Gameplay is fairly simple, a point-and-click affair of looking up information online, interviewing disgruntled young adults, and using items to do things like drug a dog or sneak into the hospital room of a psychologically scarred college girl. As an introduction to the series, Legacy isn’t concerned in creating overly complicated puzzle conundrums, but rather sets up the basic formula: Meet spook, find out about spook’s life, make spook realize they’re dead, and carry spook over to the other side. It’s a fairly effective pattern, one that rarely feels overused or repetitive throughout the series, especially since it tends to transform in unexpected ways.
The stories of the ghosts amount to what Gilbert refers to as “the ultimate character study.” Perhaps this is what makes the process of learning about them so much fun – each has their own distinct story to tell. While not necessarily adding to the series overall story arc, they are often tragic and beautiful, worth the time it takes to tell them.
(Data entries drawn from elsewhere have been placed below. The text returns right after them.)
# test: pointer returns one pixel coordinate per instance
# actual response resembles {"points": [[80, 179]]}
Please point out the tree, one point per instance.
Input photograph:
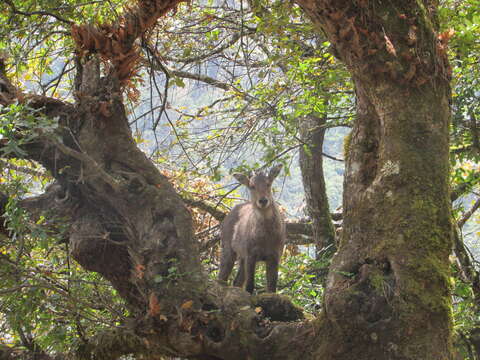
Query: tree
{"points": [[388, 287]]}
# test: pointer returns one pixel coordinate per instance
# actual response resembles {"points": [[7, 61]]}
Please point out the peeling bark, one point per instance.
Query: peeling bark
{"points": [[388, 289]]}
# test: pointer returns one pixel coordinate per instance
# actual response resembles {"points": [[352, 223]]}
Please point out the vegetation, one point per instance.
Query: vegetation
{"points": [[115, 117]]}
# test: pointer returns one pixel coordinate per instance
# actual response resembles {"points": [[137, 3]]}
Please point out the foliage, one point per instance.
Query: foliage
{"points": [[272, 73]]}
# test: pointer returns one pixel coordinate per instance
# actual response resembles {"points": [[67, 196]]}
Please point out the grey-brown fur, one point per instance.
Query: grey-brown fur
{"points": [[252, 232]]}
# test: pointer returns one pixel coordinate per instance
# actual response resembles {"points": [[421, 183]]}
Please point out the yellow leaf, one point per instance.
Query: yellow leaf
{"points": [[187, 304]]}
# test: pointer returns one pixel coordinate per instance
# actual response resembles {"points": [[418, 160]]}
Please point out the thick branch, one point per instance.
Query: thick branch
{"points": [[115, 42]]}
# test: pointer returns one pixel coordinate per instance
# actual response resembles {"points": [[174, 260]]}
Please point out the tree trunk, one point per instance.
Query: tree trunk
{"points": [[312, 133], [388, 289], [387, 294]]}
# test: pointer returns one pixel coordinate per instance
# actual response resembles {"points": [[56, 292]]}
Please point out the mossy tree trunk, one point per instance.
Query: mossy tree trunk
{"points": [[388, 289], [387, 293]]}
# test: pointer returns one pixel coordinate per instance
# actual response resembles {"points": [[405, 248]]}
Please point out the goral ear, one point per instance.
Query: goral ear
{"points": [[242, 179], [274, 172]]}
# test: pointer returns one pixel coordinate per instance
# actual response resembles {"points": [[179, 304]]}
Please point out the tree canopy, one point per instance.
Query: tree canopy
{"points": [[121, 122]]}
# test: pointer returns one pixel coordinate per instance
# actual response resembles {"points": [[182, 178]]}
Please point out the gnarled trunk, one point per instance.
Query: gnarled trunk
{"points": [[388, 288]]}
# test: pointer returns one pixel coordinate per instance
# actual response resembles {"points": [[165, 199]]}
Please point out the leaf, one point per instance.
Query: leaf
{"points": [[187, 305], [153, 305]]}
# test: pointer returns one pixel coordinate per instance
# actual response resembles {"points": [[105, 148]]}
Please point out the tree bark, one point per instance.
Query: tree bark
{"points": [[388, 287]]}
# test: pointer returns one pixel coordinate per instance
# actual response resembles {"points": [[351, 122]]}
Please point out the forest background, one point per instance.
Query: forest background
{"points": [[220, 87]]}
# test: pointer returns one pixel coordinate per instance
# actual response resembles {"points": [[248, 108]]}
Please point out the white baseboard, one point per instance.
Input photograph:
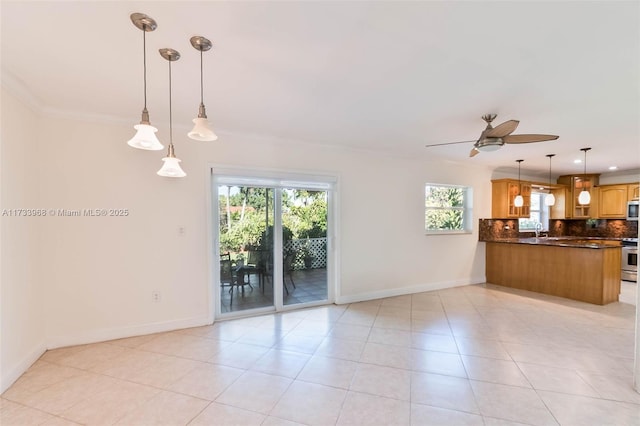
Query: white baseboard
{"points": [[103, 335], [11, 374], [380, 294]]}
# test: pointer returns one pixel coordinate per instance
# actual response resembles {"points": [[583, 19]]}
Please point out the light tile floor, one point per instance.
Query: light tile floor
{"points": [[479, 354]]}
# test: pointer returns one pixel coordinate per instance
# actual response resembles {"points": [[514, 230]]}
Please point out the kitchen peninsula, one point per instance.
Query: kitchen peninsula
{"points": [[584, 269]]}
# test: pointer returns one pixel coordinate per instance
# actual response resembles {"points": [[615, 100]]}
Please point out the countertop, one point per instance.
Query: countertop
{"points": [[576, 242]]}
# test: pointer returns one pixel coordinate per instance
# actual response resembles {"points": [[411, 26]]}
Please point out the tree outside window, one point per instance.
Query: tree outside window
{"points": [[447, 209]]}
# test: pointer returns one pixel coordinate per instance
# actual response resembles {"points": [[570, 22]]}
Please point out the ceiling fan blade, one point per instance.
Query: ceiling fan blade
{"points": [[528, 138], [502, 130], [448, 143]]}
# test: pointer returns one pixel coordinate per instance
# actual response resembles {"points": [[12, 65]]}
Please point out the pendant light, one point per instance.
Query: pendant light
{"points": [[518, 201], [145, 137], [171, 166], [550, 199], [584, 197], [202, 128]]}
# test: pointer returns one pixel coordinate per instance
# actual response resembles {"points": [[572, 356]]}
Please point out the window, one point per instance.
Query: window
{"points": [[539, 213], [447, 209]]}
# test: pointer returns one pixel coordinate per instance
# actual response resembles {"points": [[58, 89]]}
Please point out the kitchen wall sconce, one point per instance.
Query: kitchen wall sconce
{"points": [[171, 166], [519, 201], [202, 127], [550, 199], [584, 197], [145, 137]]}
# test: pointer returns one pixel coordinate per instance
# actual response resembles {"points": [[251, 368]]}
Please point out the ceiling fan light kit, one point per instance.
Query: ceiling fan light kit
{"points": [[145, 137]]}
The main story in Legacy deals with three university students and an enigmatic figure known as the Deacon. It may pale in comparison to later ghost stories, being only an introduction and all, but it is still a unique narrative. Especially interesting throughout the Blackwell games is the lack of moral absolutes – there is no “villain” per se, and for the most part the series lacks truly malevolent characters.
Ian Schlaepfer designed the character art. It’s above average for indie games of that era, but animation is used frugally compared to successive games. The portraits are fine, but suffer from obvious restrictions in the color palette. The backgrounds, designed by Tom Scary and Chris Femo, are decent, but often grainy and incorporate questionable color choices.
Peter Gresser, who previously worked on The Shivah, composed the soundtrack for Legacy. It’s a good soundtrack, but the music has a modern, electronic sound to it, which is at odds with the jazzy “film noir” feel that Thomas Regin, the composer for all other games in the series, would cultivate. Still, on its own it’s pretty good.
The voice acting is great, even more so in comparison to other indie adventure games. Abe Goldfarb and Rebecca Whittaker never feel like they recorded their lines separately, often demonstrating an surprising amount of chemistry. Secondary characters are pretty serviceable as well, with the exception of Rosa’s (delightful, wonderful, amazing) neighbor Nishanti. While the voice actress herself is good, her accent is thoroughly American, when the character is supposed to be from India. This nitpick is thankfully rectified in Convergence.
Unfortunately Legacy is prone to puzzles that boil down to talking to one character, then talking to another character, then going back and forth between them ad nauseam. This aspect makes the game feel repetitive. In addition, the ability to switch between Rosa and Joey is yet unused, which means Joey spends most of the game just floating there uselessly. One rather poorly placed “forced stealth” puzzle, one of the cardinal sins of adventure games, is featured here as well.
Legacy is also marred by large amounts of info dumps and exposition overload, in the form of long character speeches or excruciatingly in-depth notes and letters. Gilbert himself expressed regrets for this design choice. He worked in this game with a “true to life” philosophy, which meant long conversations with only some plot-relevant material. It is in many ways forgivable, since the dialogue is usually entertaining, but Gilbert’s move to a “less is more” philosophy in later entries was still for the better.